I glance at the clock over Ms. Johnson’s desk. Three minutes left of lunch. Around us, the other committee members are already starting to unplug their chargers, snap their lunch boxes shut, throw away scrap paper and grease- stained wrappers. I have no idea what’s going on with Julius, but I don’t have the time to sit around and argue over nothing. “Whatever,” I say.

“I’ve got the name and number memorized. It’s James Luo.”

The line of his shoulders tightens, and for a split second, faster than I can blink, some dark emotion clouds his features. “How did you . . .”

“You’re not the only one with a good memory,” I remind him as I stab in the numbers.

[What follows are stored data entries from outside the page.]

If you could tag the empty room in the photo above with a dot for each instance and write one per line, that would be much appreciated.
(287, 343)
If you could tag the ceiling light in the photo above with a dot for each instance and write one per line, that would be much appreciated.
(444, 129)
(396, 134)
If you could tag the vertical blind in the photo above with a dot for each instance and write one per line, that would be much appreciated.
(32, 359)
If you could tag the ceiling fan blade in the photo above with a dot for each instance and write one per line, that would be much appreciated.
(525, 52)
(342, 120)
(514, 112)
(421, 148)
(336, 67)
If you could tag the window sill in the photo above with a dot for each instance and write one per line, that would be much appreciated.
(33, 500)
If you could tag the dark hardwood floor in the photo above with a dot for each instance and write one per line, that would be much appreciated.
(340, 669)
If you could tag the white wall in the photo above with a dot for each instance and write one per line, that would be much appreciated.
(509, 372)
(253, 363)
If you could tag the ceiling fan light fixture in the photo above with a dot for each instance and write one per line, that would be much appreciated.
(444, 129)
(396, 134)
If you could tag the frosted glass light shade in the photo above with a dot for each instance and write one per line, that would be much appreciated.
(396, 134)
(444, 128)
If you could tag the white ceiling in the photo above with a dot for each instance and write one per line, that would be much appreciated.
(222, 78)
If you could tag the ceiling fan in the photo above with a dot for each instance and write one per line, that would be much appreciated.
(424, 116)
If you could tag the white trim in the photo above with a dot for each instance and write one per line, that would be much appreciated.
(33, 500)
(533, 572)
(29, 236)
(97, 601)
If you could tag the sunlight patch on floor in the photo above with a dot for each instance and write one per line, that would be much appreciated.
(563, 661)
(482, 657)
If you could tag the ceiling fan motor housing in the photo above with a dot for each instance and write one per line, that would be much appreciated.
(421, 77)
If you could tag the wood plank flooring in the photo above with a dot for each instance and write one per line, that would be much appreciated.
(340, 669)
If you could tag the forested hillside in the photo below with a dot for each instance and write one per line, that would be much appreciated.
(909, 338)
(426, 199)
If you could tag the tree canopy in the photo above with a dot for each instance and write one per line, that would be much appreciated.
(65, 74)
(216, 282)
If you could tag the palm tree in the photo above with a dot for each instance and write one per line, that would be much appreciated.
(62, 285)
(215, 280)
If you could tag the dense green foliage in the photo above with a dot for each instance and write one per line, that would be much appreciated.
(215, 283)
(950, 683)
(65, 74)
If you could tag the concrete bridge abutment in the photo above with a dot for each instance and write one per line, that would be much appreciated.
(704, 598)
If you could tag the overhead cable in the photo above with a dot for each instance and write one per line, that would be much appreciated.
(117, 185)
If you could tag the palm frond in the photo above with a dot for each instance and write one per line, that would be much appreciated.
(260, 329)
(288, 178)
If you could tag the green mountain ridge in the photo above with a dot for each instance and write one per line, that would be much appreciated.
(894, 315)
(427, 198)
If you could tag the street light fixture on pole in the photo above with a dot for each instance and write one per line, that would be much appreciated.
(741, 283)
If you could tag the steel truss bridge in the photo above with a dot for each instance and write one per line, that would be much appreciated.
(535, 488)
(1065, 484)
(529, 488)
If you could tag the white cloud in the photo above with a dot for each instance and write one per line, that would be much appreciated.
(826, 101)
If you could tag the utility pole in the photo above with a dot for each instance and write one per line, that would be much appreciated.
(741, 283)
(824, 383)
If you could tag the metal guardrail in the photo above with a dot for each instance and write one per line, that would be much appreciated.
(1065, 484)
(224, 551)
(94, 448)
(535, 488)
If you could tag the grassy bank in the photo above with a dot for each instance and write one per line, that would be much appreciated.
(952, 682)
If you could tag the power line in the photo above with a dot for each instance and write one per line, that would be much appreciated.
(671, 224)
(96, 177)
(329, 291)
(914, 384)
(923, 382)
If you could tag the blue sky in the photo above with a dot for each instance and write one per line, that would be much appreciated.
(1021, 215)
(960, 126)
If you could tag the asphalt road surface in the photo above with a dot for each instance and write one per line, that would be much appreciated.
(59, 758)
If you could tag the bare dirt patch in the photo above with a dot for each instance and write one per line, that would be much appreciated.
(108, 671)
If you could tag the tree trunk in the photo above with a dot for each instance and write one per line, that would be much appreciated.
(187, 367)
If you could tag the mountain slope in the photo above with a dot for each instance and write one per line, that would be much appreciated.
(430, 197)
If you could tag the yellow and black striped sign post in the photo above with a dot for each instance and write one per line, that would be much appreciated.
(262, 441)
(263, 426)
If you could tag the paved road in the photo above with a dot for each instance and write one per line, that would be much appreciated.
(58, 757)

I’m bragging a little, but I’m not exaggerating. I’ve never had much trouble recalling dates, facts, names, the places on a map. But sometimes my own memory backfires on me. Because besides cold, hard statistics, I remember every single time I’ve lost to Julius in a test, every time someone’s yelled at me, every embarrassment and failure and disappointment.

Everything leaves an indelible mark on me, buries a permanent blade under my skin.

When the line connects, the voice that speaks up sounds oddly familiar. Something about the tone, the inflection of the words, the faint rasp at the edges. “Hello? This is James speaking.”

“Hi,” I say, my mind spinning, struggling to place it. “I’m Sadie Wen, calling from Woodvale—”

To my surprise, he laughs. “Oh, I know you. You’re the other captain, right? My little brother talks about you all the time.”

I falter. Beside me, Julius has gone very still, his complexion pale. “Your . . . little brother?”

“Yeah,” James says breezily. “My brother, Julius Gong.”